The new Tork timetables, February 21, 2026
Hey, hey, Elon Musk patented saying an AI feature was only months away and years away. Every other leader who says that needs to give him a quarter. He doesn’t need it, of course, it’s just the principle of the thing.
In a YouGov survey last year, more than a third of respondents said they were concerned about AI ending human life on Earth.
Okay, so yes, AI has a bit of a PR problem. Just a public relations problem at the global level of extermination. This is… you can overcome… this.
Even those with a more optimistic attitude overwhelmingly said in another survey that they would not pay more to install AI on their devices.
Pay extra to get it out of our devices on the table?
Why don’t people see the point?
…80% of companies said AI had no impact on their productivity or employment.
Apart from that, the Macalope means.
(He will, however, drop the standard caveat: AI do have utility in various applications, it’s just that Silicon Valley executives try to shoehorn it into everything, whether it’s justified or not, and instead of giving it to employees to increase their productivity, they cut staff based on supposed productivity gains that don’t materialize.)
The real tragedy of all this is that by not being 100% excited about AI, we are hurting the feelings of Nvidia’s billionaire CEO.
“Frankly, it’s extremely hurtful,” Mr. [Jensen] Huang said…
It is said that he can barely muster the enthusiasm to buy more black jackets made from increasingly bizarre types of leather.
“Ant leather? Handmade from 10 million ants? I didn’t know that was a thing. Sigh. Okay. I’ll take twenty.”
Despite Huang’s expense, when AI is regularly used as an excuse to make layoffs, who can blame people for not being very enthusiastic about the technology?

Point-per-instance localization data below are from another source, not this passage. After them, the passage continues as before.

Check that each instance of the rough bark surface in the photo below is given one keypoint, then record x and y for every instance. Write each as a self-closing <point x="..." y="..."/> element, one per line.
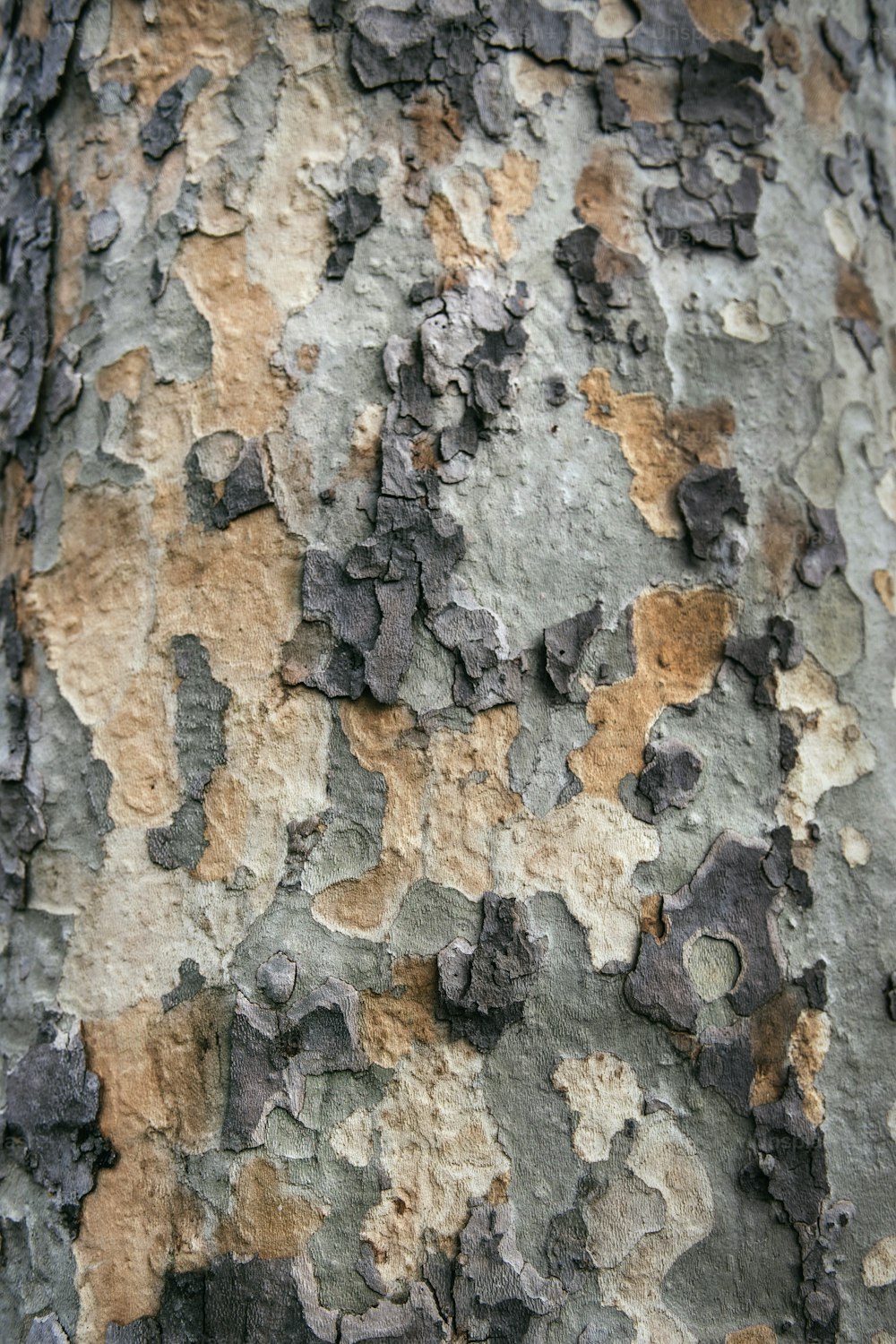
<point x="447" y="597"/>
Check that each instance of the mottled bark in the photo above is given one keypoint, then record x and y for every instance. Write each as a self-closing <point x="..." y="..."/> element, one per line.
<point x="447" y="597"/>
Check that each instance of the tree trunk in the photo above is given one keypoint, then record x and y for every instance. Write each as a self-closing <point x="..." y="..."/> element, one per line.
<point x="447" y="621"/>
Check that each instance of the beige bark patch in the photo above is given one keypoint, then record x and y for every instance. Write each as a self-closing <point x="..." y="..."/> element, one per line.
<point x="587" y="852"/>
<point x="603" y="1091"/>
<point x="392" y="1023"/>
<point x="289" y="236"/>
<point x="269" y="1219"/>
<point x="720" y="21"/>
<point x="885" y="492"/>
<point x="368" y="903"/>
<point x="137" y="745"/>
<point x="783" y="47"/>
<point x="437" y="128"/>
<point x="512" y="187"/>
<point x="455" y="254"/>
<point x="532" y="81"/>
<point x="885" y="586"/>
<point x="664" y="1160"/>
<point x="440" y="1148"/>
<point x="222" y="35"/>
<point x="771" y="1029"/>
<point x="352" y="1140"/>
<point x="823" y="88"/>
<point x="831" y="750"/>
<point x="249" y="395"/>
<point x="855" y="847"/>
<point x="650" y="91"/>
<point x="126" y="375"/>
<point x="469" y="801"/>
<point x="606" y="196"/>
<point x="93" y="610"/>
<point x="645" y="1236"/>
<point x="161" y="1091"/>
<point x="783" y="539"/>
<point x="809" y="1046"/>
<point x="879" y="1265"/>
<point x="659" y="445"/>
<point x="678" y="640"/>
<point x="855" y="300"/>
<point x="237" y="591"/>
<point x="842" y="236"/>
<point x="742" y="322"/>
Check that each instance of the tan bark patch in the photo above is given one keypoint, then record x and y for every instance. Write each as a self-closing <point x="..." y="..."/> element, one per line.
<point x="650" y="91"/>
<point x="512" y="185"/>
<point x="855" y="298"/>
<point x="452" y="247"/>
<point x="161" y="1090"/>
<point x="659" y="446"/>
<point x="269" y="1219"/>
<point x="831" y="749"/>
<point x="93" y="610"/>
<point x="603" y="1091"/>
<point x="392" y="1021"/>
<point x="587" y="852"/>
<point x="783" y="47"/>
<point x="678" y="639"/>
<point x="605" y="196"/>
<point x="783" y="539"/>
<point x="469" y="800"/>
<point x="855" y="847"/>
<point x="289" y="236"/>
<point x="885" y="589"/>
<point x="533" y="82"/>
<point x="249" y="397"/>
<point x="367" y="903"/>
<point x="879" y="1265"/>
<point x="720" y="21"/>
<point x="823" y="88"/>
<point x="137" y="745"/>
<point x="125" y="375"/>
<point x="809" y="1045"/>
<point x="222" y="35"/>
<point x="440" y="1148"/>
<point x="770" y="1031"/>
<point x="437" y="128"/>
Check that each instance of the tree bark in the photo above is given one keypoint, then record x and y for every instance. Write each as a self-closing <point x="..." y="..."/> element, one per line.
<point x="449" y="575"/>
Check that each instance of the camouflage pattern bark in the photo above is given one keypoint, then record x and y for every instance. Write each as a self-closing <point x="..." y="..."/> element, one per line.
<point x="449" y="578"/>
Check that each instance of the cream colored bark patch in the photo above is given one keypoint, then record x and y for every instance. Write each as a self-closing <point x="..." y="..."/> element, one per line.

All this before even asking the question: will it work? So far, Apple has struggled to deliver on its AI promises. And maybe that’s a good thing? Because other companies seem content to release AI products that simply don’t work properly, often with catastrophic, even hilarious results:
And all this before asking the question: what impact does this have on the environment?
Apple once knew how to avoid technological trends and focus on creating products that people actually wanted. Maybe these devices aren’t exactly what the rumors make them out to be, handheld devices with a chatbot that will annoy you and everyone else in the waiting room at your doctor’s office. Perhaps we will be pleasantly surprised. In the meantime, Macalopes will eagerly await the more concrete products that Apple could offer.